Romantique et révolté, le chanteur et compositeur Leny Escudero, devenu célèbre dans les années 1960 avec sa ballade "Pour une amourette" mais dont le répertoire est surtout marqué par la dénonciation des injustices, est mort vendredi à 82 ans.
De son vrai nom Joaquim Escudero, l'artiste est mort "des suites d'une insuffisance respiratoire aiguë", a précisé son épouse à l'AFP.
Avec ses cheveux longs tombant jusqu'aux épaules, son visage émacié et son blouson noir, ce franc-tireur orgueilleux, communiste dans l'âme, se flattait d'avoir "fait parfois des concessions mais jamais de compromis".
Capable de refuser des galas lucratifs pour aller construire un hôpital au Dahomey ou une émission de télévision pour soutenir une grève des caméramen, cet inlassable militant n'a jamais totalement accepté les codes du show business.
On lui doit également des chansons comme "A malypense", "Vivre pour des idées", "Le bohémien", "Petite mère", "La malvenue", "Le siècle des réfugiés" ou "Le cancre".
Il naît à Espinal, dans la province espagnole de Navarre, le 5 novembre 1932 avant que ses parents, républicains espagnols, ne quittent le pays ravagé par la guerre civile en 1939, pour trouver refuge en Mayenne, puis à Paris.
Il grandit dans le quartier populaire de Belleville, apprenant à lire à l'école de la République, à laquelle il voue une reconnaissance éternelle pour lui avoir donné l'instruction dont ses parents furent privés. Après son certificat d'études, le jeune Leny exerce divers métiers.
En 1962, sa carrière d'auteur-compositeur-interprète débute tambour-battant. Son premier essai est un coup de maître: "Pour une amourette" est un tube. Cette chanson qu'il défend toujours ("c'est l'histoire de mon premier amour, je ne vois pas pourquoi je renierais mon premier amour", disait-il) est devenue un classique.
En cette période dominée par le rock et les yéyés, la télévision s'entiche de cet artiste différent, à la voix grave et sincère, aussi enthousiaste sur scène que dans la vie.

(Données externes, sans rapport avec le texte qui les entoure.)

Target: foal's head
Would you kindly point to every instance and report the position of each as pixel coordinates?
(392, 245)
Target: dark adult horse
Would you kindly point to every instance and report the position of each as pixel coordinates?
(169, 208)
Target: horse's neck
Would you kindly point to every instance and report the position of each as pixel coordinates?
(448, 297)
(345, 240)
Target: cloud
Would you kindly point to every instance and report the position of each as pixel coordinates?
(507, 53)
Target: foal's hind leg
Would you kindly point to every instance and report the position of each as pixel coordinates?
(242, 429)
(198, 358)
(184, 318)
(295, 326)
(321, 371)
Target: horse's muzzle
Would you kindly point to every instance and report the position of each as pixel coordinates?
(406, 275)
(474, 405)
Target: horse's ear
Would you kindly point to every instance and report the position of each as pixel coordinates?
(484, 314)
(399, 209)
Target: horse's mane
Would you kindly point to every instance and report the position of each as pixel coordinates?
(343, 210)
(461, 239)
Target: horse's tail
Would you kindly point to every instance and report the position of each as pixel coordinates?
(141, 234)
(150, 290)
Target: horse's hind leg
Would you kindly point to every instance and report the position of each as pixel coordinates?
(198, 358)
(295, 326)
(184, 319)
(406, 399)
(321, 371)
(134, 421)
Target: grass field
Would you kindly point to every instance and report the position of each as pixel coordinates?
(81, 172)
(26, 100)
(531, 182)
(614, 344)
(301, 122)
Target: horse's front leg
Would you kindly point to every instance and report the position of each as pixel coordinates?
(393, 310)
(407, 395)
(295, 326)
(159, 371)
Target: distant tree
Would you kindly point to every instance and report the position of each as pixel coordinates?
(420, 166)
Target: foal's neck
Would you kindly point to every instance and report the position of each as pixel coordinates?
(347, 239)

"Ceux qui m'ont encouragé, c'est ma concierge qui me disait +Leny j'aime votre voix+, le patron de bistrot qui me faisait crédit", raconte cet ami de Georges Brassens, son idole, et de Léo Ferré.
- 'Je ne passe pas à la radio' -
Le succès ne retient pas pour autant l'artiste qui choisit de partir pour l'Amérique du Sud. Il repasse par Paris, le temps d'enregistrer de nouvelles chansons, puis entreprend un tour du monde qui durera cinq ans avec femme et enfants, d'abord dans le confort de ses droits d'auteur, puis comme un routard. "C'est sûr que pour faire carrière, admettait-il, je ne suis pas quelqu'un de très prudent".

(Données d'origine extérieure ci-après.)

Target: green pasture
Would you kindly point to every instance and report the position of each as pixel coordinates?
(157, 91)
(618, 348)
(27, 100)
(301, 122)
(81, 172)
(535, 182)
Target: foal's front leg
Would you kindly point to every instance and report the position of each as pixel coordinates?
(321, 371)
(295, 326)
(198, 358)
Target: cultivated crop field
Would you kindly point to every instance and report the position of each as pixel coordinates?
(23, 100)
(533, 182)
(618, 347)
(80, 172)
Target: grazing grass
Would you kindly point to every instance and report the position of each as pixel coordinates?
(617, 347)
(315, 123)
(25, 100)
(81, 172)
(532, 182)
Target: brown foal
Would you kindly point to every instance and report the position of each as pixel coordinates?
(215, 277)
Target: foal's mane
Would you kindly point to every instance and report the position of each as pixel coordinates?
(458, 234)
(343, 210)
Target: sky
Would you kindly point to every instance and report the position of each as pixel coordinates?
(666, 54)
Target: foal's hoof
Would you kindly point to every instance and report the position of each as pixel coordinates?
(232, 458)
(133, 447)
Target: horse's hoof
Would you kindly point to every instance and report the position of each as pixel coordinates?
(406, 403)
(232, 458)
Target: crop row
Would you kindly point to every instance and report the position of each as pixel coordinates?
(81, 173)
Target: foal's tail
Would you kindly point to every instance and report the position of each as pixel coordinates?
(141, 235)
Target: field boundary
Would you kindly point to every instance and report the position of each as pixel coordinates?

A son retour, il revient à son métier d'artiste, écrivant des textes graves, sur la guerre d'Espagne, les dictatures, la maltraitance. Alors que son album "Escudero 71" reçoit le prix de L'Académie Charles Cros, il se produit sur scène avec un succès mitigé d'abord, puis réel au fur et à mesure qu'il persévère.

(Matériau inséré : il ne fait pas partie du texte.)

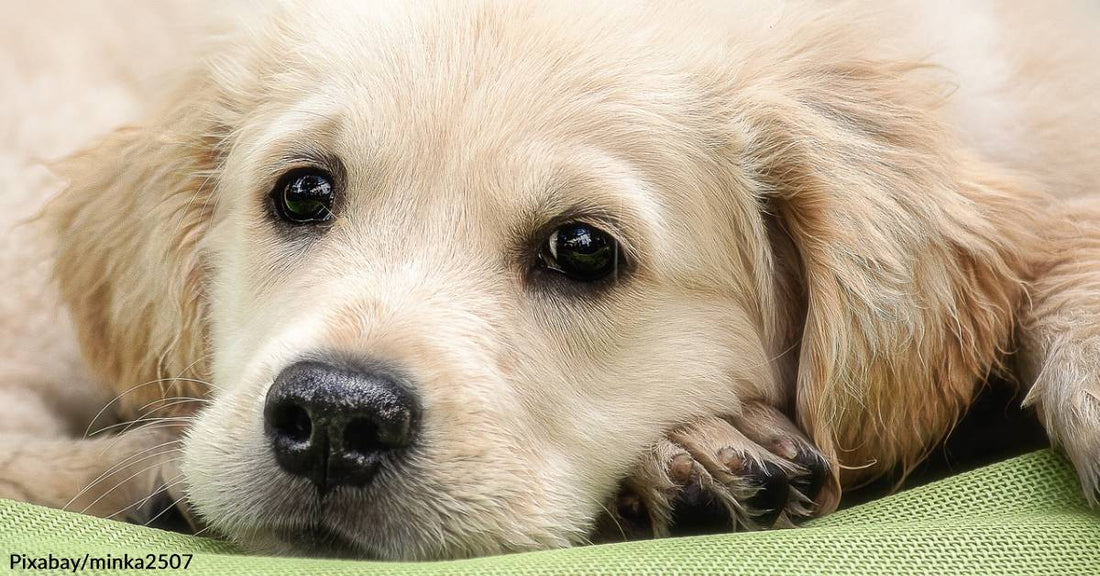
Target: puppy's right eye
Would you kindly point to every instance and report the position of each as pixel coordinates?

Après la tournée "Age tendre" et un nouvel Olympia (2007) qui fut un triomphe, "le poète troubadour" revient à ses premières amours: la scène et la communion avec le public. On le retrouve, dans un spectacle complet, accompagné de sa fille et de ses petits enfants, avec ses plus grands succès et des inédits.
"Je ne passe pas vraiment à la radio, puisque je ne fais pas des chansons qu'on appelle formatées. Elles durent parfois six ou huit minutes, ça bouffe la pub", disait-il.
En une quinzaine d'albums, il a connu beaucoup de maisons de disques. Il a effectué quelques apparitions dans des films et des séries télévisées, participé à des bandes originales de films.
Nostalgique, respectueux des valeurs anciennes, il ne se reconnaissait pas dans une société "dont le monde ouvrier a disparu" mais n'était pas pour autant passéiste.
Père de trois enfants, grand-père de jeunes musiciens, il s'était retiré dans l'Eure, à Giverny, le célèbre village des impressionnistes, et venait de publier le deuxième tome de sa biographie, "Le débutla suitela fin".